Communication cannot be established or maintained with a server in the replica ring.
If the server being examined to determine the location of the Master replica does not have a replica attribute, error -602 ( ERR_NO_SUCH_VALUE ) is returned, and the operation is aborted.

The Delete Replica Operation

The Delete Replica operation is similar in requirements to the Create Replica operation. The Delete Replica operation requires all servers in the replica ring be reachable . The server holding the Master replica of the partition processes the request.

The verification routines ensure that the replica being removed is a Read/Write or Read-Only replica. If the replica in question is the Master replica, a -656 error ( ERR_CRUCIAL_REPLICA ) is returned.

NOTE

Some utilities give you the option of making another replica the Master replica before you delete the current one, instead of returning the “656 error and aborting the operation.

A lock is placed on the partition during the operation. Unlike in other operations, this lock is left in place for a number of steps, including an immediate synchronization that is scheduled to ensure that all objects in the replica being moved have been synchronized. This ensures that information in the objects stored in the replica being deleted does not get lost if it is newer than the information in other replicas.

The Change Replica Type Operation

Compared to the other operations we have looked at in this chapter, the Change Replica Type operation is relatively simple. This operation is easiest to perform from the ConsoleOne utility. Figure 6.17 shows the ConsoleOne dialog box, Change Replica Type, that is used during this operation.

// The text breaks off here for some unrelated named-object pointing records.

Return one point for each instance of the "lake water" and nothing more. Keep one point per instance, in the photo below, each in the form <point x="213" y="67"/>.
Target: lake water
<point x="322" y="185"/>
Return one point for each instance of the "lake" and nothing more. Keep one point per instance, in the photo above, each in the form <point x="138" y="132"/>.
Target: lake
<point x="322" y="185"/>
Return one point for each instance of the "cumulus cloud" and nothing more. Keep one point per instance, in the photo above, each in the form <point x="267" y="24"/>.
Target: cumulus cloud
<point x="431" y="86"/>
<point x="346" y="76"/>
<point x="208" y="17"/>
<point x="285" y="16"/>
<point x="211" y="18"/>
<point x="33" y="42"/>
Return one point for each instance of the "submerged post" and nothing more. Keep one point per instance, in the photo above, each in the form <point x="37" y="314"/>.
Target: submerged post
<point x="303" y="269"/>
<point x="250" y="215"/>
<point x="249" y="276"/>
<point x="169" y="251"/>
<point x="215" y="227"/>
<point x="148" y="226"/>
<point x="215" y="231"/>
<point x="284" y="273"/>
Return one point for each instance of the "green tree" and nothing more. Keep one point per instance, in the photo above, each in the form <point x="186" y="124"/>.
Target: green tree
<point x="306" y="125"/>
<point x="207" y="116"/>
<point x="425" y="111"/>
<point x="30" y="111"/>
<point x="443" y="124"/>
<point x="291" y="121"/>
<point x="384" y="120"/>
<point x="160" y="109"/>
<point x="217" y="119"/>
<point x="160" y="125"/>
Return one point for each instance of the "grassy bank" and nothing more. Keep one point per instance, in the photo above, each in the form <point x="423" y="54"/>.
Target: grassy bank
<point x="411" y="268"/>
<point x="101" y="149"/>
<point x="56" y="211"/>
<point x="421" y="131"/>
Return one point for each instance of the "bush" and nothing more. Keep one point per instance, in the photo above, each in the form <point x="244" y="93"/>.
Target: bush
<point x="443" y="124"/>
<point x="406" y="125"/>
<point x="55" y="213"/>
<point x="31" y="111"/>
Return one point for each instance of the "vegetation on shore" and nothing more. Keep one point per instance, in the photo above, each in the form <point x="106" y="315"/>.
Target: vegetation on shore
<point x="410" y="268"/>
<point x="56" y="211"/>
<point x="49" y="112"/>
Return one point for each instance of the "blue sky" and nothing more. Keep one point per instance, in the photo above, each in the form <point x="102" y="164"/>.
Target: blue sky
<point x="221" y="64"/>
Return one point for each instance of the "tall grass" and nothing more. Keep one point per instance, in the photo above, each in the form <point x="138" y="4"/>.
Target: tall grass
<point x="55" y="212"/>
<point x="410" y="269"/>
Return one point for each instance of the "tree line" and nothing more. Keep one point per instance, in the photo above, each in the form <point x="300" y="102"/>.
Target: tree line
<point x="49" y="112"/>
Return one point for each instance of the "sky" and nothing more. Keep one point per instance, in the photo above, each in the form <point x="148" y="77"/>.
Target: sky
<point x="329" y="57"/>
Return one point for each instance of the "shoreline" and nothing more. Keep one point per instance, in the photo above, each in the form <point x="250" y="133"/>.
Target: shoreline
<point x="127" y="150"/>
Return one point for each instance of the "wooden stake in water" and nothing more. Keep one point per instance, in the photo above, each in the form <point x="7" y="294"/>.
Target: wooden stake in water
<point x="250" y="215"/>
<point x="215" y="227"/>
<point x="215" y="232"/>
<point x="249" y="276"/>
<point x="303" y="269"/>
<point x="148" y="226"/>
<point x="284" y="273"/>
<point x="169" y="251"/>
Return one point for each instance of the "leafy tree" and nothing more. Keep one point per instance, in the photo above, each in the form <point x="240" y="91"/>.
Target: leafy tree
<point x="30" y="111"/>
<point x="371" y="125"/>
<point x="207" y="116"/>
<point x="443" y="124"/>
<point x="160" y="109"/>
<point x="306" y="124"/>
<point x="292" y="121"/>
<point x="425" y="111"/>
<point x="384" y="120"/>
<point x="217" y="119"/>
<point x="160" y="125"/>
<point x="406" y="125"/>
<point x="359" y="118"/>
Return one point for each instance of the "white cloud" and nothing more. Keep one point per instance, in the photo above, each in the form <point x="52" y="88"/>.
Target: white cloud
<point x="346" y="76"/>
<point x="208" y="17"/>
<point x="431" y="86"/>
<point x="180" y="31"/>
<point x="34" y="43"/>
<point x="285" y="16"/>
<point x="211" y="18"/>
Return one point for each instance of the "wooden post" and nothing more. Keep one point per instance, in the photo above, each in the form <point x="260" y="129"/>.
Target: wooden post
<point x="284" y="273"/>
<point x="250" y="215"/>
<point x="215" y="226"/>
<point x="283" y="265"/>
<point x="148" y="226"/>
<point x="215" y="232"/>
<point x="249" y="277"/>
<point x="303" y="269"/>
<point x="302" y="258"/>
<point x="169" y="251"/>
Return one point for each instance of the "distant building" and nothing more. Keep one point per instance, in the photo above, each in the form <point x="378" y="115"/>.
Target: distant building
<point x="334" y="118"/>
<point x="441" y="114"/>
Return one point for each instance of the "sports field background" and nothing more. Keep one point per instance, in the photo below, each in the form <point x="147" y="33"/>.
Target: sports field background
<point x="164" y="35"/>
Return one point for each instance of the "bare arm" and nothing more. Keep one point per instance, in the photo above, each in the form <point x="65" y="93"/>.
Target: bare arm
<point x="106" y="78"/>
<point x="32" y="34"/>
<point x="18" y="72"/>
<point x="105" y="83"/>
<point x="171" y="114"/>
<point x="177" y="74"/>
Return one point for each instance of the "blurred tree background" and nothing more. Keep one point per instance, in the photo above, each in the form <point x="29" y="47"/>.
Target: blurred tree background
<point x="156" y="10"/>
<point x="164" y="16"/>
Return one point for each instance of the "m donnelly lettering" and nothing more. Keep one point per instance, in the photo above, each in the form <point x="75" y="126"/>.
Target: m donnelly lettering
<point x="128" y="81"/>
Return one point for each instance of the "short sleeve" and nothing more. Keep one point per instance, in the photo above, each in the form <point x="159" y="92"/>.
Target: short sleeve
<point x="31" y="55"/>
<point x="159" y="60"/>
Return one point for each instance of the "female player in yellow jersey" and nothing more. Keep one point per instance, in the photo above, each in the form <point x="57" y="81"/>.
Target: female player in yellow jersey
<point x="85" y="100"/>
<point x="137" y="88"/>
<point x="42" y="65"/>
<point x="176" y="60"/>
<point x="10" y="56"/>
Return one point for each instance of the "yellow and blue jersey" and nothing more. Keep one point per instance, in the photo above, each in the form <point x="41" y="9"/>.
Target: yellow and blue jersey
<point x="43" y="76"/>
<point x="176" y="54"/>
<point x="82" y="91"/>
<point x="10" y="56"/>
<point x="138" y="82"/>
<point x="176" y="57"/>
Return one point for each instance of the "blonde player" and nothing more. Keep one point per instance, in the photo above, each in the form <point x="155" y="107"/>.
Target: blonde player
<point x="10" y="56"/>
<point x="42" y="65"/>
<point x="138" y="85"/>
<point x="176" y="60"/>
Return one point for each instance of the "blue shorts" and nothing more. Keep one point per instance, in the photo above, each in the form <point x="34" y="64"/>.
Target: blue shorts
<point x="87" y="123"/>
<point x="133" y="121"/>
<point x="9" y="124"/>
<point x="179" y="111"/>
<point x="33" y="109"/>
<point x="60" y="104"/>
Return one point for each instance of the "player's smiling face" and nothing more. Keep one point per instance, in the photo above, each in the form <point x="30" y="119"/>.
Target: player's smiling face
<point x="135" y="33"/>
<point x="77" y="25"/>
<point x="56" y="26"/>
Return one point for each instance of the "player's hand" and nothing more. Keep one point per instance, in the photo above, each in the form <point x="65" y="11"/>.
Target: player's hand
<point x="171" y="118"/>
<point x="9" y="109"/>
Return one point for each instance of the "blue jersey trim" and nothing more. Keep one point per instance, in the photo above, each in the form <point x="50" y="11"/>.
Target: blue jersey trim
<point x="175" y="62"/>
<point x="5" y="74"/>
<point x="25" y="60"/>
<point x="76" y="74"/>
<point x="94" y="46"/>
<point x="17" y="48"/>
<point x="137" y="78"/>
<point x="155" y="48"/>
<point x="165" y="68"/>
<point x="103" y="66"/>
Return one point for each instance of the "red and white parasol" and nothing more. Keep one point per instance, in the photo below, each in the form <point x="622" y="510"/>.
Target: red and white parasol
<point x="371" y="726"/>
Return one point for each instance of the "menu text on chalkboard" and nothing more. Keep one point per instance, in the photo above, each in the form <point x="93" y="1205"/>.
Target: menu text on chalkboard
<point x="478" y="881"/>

Figure 6.17. The Change Replica Type dialog box.

NOTE

As discussed earlier in this chapter, changing a SubRef replica to a Master, Read/Write, or Read-Only replica is treated as a Create Replica operation. You should not confuse it with the "force promotion" process discussed in Chapter 11 that is used for DS disaster recovery. ConsoleOne does not present you with a Change Replica Type option if the selected replica is a SubRef or Master replica.

In Figure 6.17 you can see the replica types available for changing the selected server's replica type. Because the selected server currently holds a Read/Write replica of the partition, you have a number of options to choose from.

NOTE

Even though you have an option to change the replica type to a Read/Write replica, if you select that option, the OK button is disabled because the replica is already a Read/Write replica.

Changing a Read/Write or Read-Only replica to a Master replica actually causes two changes to be made. First, the Master replica is changed to a Read/Write replica. Second, the Read/Write or Read-Only replica becomes the Master replica; this is done because there cannot be two Master replicas for a given partition ”and it is done for you automatically.

NOTE

When running eDirectory 8.5 and higher, you can also change a replica's type to either Filtered Read/Write or Filtered Read-Only. However, note that before you set up any replication filters, which are server-specific, only the following objects (if they exist within the partition) will be placed in a Filtered replica:

Container objects (and their subordinate container objects), such as organizations and organizational units
NCP Server objects and their SAS objects, but not their other associated objects, such as the SSL objects
The Security container and its (leaf and container) subordinate objects
The Admin User object if it exists in the partition in question, but not other User objects

These objects allow you to authenticate to the target server as Admin and set up replication filters at a later time.

The Change Replica Type operation generally occurs very quickly because no replicas need to be created or deleted in order to change the replica. The replica ring is updated on all servers that hold replicas (including SubRef replicas), and the server or servers affected have a change made in their partition entry tables to reflect the change in replica type.

TIP

If you receive a -637 error ("move in progress") during a Change Replica Type operation, you should check for possible stuck obits in that partition.